Might as well get it over with
.

“Archeth, come
on
. A watchtower city in the ocean, a clan dedicated to standing eternal guard down the centuries? That’s not how people
live
, and you know it. Not even your people. Anasharal is spinning you a fireside yarn for children. You don’t believe it any more than I do. That’s not what this is about.”

“You know”—a studied calm in her voice now, a signal he knew for the warning smolder of staved-off rage—“I am getting
a little fucking tired
of hearing men explain to me what my real motivations are. If you’re so sure we’re wasting our time, then why did you—”
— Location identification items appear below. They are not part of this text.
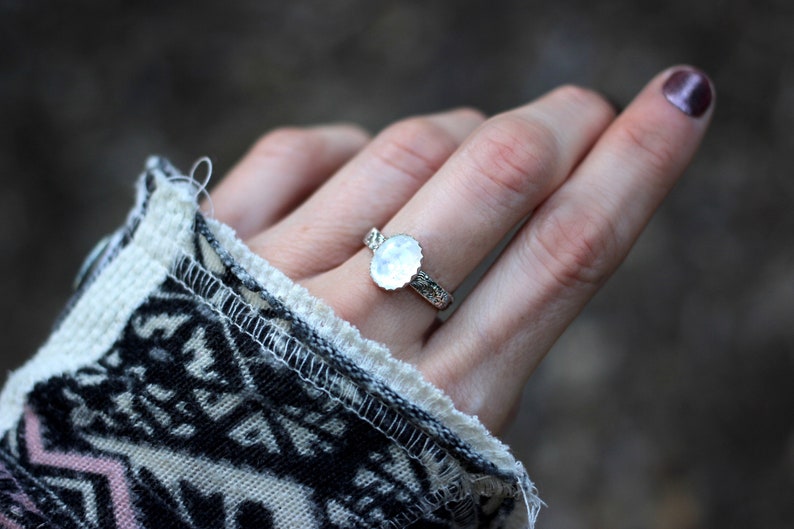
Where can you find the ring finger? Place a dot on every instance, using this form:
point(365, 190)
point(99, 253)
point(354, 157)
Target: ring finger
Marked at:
point(499, 174)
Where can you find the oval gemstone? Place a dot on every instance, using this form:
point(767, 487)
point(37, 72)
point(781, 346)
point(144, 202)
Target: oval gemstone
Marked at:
point(396, 262)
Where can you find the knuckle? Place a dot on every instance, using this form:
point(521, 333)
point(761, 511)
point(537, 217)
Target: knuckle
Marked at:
point(511, 156)
point(416, 147)
point(649, 145)
point(288, 142)
point(580, 97)
point(578, 252)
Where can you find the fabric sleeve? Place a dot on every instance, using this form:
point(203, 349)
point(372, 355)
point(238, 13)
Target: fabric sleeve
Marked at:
point(189, 384)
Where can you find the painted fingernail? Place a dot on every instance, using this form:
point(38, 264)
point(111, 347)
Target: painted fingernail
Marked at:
point(689, 90)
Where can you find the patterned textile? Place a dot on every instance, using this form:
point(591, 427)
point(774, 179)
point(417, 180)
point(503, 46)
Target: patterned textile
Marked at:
point(191, 385)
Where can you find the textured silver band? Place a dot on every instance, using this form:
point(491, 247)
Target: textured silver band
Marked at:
point(431, 291)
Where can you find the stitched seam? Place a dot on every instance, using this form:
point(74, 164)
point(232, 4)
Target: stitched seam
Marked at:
point(316, 371)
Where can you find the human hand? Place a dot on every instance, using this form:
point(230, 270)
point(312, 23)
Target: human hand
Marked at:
point(304, 199)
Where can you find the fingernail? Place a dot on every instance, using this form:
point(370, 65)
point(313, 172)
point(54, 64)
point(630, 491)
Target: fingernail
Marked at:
point(689, 90)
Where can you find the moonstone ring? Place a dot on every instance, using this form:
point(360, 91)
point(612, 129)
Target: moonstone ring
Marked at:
point(396, 263)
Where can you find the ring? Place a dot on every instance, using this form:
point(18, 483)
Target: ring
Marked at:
point(396, 263)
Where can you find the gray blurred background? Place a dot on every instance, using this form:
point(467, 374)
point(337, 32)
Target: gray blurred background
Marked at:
point(669, 404)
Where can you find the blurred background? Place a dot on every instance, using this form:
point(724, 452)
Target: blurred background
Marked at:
point(669, 404)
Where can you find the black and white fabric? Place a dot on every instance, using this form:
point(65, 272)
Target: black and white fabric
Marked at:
point(191, 385)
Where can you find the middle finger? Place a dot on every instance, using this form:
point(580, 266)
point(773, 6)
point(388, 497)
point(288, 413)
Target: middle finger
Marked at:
point(497, 177)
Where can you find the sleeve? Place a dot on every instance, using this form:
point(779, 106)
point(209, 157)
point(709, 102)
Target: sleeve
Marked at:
point(189, 384)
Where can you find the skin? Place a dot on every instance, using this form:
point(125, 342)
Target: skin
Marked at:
point(458, 182)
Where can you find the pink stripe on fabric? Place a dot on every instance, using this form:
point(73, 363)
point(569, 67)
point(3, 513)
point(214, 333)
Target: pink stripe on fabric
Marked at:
point(112, 469)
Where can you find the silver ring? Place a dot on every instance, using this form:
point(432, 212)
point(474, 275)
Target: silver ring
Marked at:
point(396, 263)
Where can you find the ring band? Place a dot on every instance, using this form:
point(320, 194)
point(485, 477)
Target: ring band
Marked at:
point(396, 263)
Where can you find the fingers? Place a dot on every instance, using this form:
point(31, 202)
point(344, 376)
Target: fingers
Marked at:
point(502, 172)
point(569, 247)
point(279, 171)
point(328, 228)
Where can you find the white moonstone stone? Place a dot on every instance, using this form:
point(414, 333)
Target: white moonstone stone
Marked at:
point(396, 262)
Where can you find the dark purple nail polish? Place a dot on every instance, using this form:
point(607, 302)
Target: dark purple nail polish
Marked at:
point(689, 90)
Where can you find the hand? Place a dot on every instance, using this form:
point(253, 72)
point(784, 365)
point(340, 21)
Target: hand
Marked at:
point(458, 183)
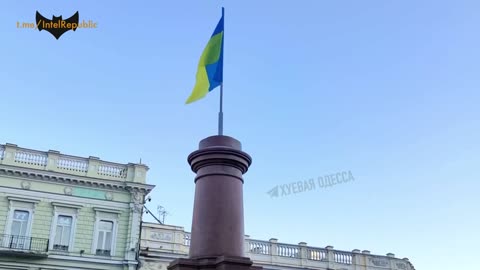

“I didn’t say that.” He shifted sideways in his saddle to face her better. “I didn’t say we’re wasting our time. Look, maybe An-Kirilnar does exist. And maybe, just
maybe
, it hasn’t been plundered the way An-Naranash was. The Hironish are tough to get out to, true enough, those are bad waters, so maybe this place has been overlooked. That’s certainly what your merchant pals have got to be hoping. So, sure, I’ll break heads and keep order for you, and I’ll ride along with you when you go. It’s something to do, it’ll keep me busy. But please don’t tell me you really think we’re going to find a bustling little colony of Kiriath custodians up there, keeping an eye on some wet chunk of granite with a tomb on top, cheerfully passing down their mission from father to son for the past four thousand years and acting like the rest of the world doesn’t exist. I mean, is that
likely
?”

“It isn’t impossible.”

He sighed again. “No, it isn’t impossible. Very little seems to be impossible in this world. But is it really what you think you’ll find?”

“So, what? You think Anasharal is just making this up?” The evasion was blatant, the scratchy signs of krinzanz denial right behind it in the uneven tone of her voice. “To what fucking
purpose
, Gil? Answer me that. A cabal of misfit rich fucks, ships built and equipped, men hired and trained, an expedition to a place that doesn’t exist—why would a Helmsman want all that?”

He shrugged. “I think we’ve covered this ground. You’re trying to second-guess something completely inhuman. Why
should
its motivations make any sense to us?”

They rode on without speaking, a dozen or so clopping horse strides.

“Yeah, well,” Archeth repeated, with evident sour satisfaction. “You’re still going to have to talk to it.”

HE WAS NEVER VERY SURE WHY HE WENT ARMED INTO ITS PRESENCE.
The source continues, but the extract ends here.